The Beatles, Abbey Road, 1969
If Brian Wilson was blown away by Rubber Soul, the Beatles were equally blown away by Pet Sounds – so much that they cited it as the driving force behind the experimentation they employed on Sgt. Pepper. However, while Sgt. Pepper is a masterwork, it is eclipsed by the perfection that is Abbey Road.
The second half of the album is meant to be taken as a single medley. Voices and songs blend together, a final, unified hurrah for a band that had been fractured and broken apart by the stresses of fame, family, and drug abuse.
While Let it Be was the final Beatles album to be released, Abbey Road was the last one recorded. Taken in that context, “The End” serves as the ultimate capstone to the band’s musical career, including the only drum solo by Ringo and a combined, three-part guitar solo by Lennon, McCartney, and Harrison. The album’s final coda – “Her Majesty” – was a happy accident and typical of the joy that the band was capable of generating.
AC/DC, Back in Black, 1980
AC/DC’s singer, Bon Scott, died in February of 1980. Rather than disband, they found a new singer, Brian Johnson, and worked through their grief to produce and release Back in Black just six months later – an album which would become the second-best selling album of all time.
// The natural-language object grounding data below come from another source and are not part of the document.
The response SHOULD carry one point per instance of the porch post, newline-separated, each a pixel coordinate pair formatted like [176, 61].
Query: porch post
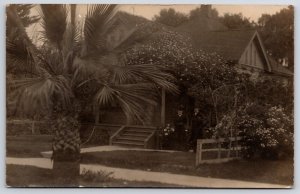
[163, 108]
[97, 115]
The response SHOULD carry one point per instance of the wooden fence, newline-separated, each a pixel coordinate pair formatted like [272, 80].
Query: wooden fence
[218, 150]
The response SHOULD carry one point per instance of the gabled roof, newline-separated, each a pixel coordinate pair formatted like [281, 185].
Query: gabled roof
[230, 43]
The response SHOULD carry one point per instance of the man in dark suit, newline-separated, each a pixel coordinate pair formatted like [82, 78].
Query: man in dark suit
[197, 128]
[180, 122]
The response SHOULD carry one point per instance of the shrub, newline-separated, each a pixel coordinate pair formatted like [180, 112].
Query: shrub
[269, 135]
[96, 177]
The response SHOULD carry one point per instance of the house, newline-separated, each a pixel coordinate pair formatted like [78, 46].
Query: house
[242, 47]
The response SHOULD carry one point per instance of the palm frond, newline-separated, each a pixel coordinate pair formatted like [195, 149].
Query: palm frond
[26, 42]
[54, 22]
[95, 26]
[146, 73]
[41, 93]
[19, 58]
[132, 98]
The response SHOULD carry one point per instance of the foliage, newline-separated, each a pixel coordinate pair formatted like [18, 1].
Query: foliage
[197, 73]
[270, 135]
[202, 10]
[70, 71]
[170, 17]
[96, 177]
[236, 21]
[277, 32]
[24, 12]
[16, 64]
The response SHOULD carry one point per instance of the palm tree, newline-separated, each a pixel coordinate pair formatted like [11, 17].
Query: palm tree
[70, 71]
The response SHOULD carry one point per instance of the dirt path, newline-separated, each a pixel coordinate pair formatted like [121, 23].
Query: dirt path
[139, 175]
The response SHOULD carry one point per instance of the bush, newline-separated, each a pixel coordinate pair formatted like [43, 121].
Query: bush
[96, 177]
[268, 134]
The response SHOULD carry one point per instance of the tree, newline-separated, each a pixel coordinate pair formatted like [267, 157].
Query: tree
[12, 34]
[23, 11]
[277, 32]
[170, 17]
[197, 73]
[236, 21]
[70, 74]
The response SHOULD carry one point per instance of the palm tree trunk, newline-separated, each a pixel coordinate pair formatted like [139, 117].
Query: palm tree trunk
[66, 152]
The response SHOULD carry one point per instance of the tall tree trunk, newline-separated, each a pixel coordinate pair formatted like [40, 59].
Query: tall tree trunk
[66, 152]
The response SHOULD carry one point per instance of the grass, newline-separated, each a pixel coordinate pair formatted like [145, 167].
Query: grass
[277, 172]
[29, 176]
[27, 146]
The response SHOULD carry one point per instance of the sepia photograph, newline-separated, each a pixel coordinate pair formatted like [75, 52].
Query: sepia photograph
[149, 96]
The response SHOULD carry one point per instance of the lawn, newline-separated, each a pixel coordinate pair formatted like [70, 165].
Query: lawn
[279, 172]
[267, 171]
[29, 176]
[28, 145]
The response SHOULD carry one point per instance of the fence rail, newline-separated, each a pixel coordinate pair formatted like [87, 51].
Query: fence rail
[218, 150]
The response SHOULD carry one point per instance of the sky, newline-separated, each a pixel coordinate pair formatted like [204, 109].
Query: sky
[253, 12]
[148, 11]
[250, 11]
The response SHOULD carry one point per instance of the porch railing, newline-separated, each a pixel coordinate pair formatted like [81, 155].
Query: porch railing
[218, 150]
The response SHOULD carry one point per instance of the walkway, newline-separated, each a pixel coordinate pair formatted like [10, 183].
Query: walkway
[108, 148]
[139, 175]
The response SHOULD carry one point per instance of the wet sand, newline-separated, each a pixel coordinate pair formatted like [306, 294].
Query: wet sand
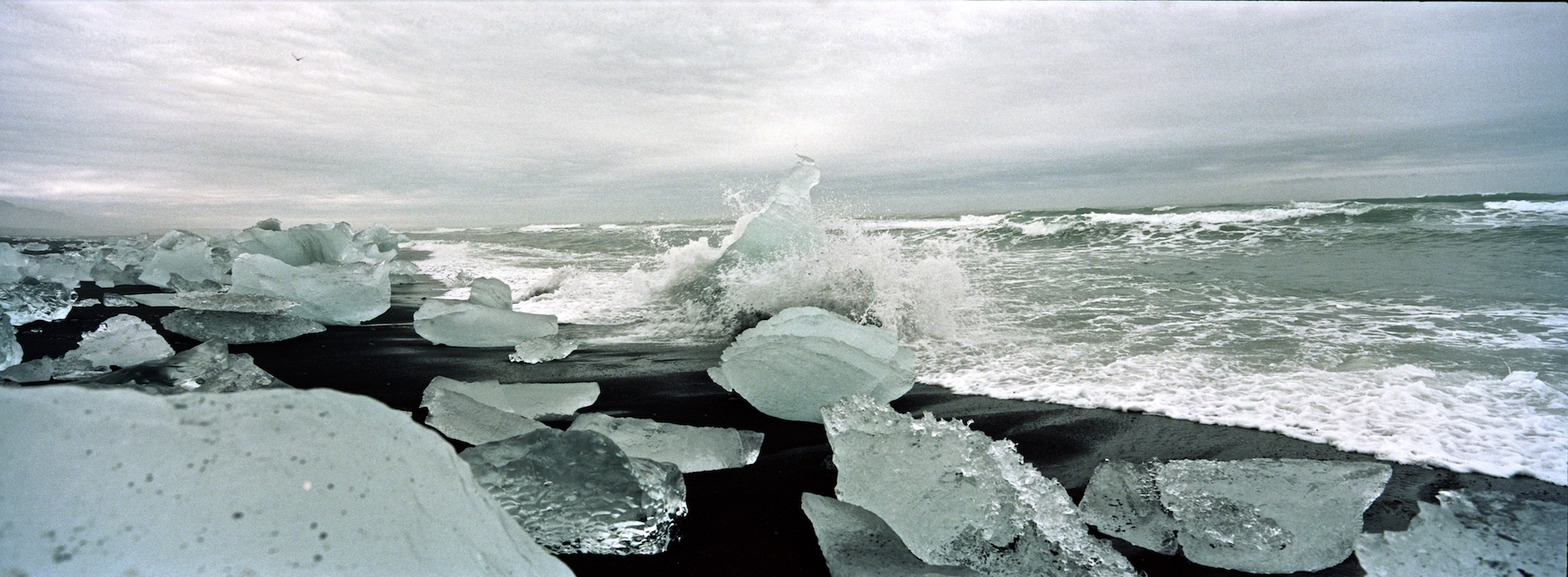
[749, 521]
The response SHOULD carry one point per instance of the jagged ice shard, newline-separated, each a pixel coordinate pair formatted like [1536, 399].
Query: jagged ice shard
[256, 484]
[482, 321]
[807, 358]
[1478, 534]
[578, 493]
[957, 498]
[692, 449]
[857, 543]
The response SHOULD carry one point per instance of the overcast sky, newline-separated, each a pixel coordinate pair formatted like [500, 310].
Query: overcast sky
[217, 115]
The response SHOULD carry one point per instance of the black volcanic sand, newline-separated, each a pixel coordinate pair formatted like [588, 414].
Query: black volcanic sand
[749, 521]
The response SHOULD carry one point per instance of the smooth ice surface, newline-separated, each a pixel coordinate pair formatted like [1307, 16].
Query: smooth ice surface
[578, 493]
[239, 328]
[542, 350]
[1122, 501]
[206, 368]
[32, 300]
[807, 358]
[122, 341]
[1269, 515]
[462, 418]
[256, 484]
[1473, 534]
[860, 545]
[524, 399]
[328, 294]
[466, 324]
[957, 498]
[688, 448]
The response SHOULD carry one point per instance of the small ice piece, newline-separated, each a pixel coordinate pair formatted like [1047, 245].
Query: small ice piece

Bon Scott died of alcohol poisoning after being left alone in a car in South London. According to legend, the last sound he heard was the chiming of Big Ben. Accordingly, and in tribute, Back in Black opens with the chiming of bells and renewed energy: the band is not finished with us yet.
When taken in that context, the entire album is a furious attack upon the idea of grief. It becomes an anthem for life.
The sophomore effort from the Smashing Pumpkins, Siamese Dream is exactly what it claims to be: an ethereal experience, a shared moment, a whispered conversation between yourself and the secret, silent twin that you keep inside your heart.
A siamese dream.
Billy Corgan’s multi-layered, heavily-fuzzed guitar work combines with half-mumbled lyrics to produce a half-remembered sound. It flows from ear to ear, singing about secrets, a lullaby listened to as we lay our childhoods to rest.
Michael Jackson, Thriller, 1982
Despite the success of Off the Wall, Michael Jackson could very easily have slipped into obscurity as a has-been child star were it not for the efforts of one man: Quincy Jones. In the same manner as Rick Rubin, Quincy applied the magic of sound production to Michael’s vocal work in such a way that the whole of the album was greater than sum of its parts. Thriller is a perfect pop-record, releasing seven(!) singles out of its nine tracks.
Say what you will about MJ’s off-album antics, the man could sing. His charisma drips through the grooves of the record leaving the listener in need of a towel. The tracks themselves betray a breadth of musical talent that Michael was never able to recapture and redefined the largest genre of music in existence.
1) Yes, “Wild Side” is pretty goddamned hard. But the rest of the album fits the pattern.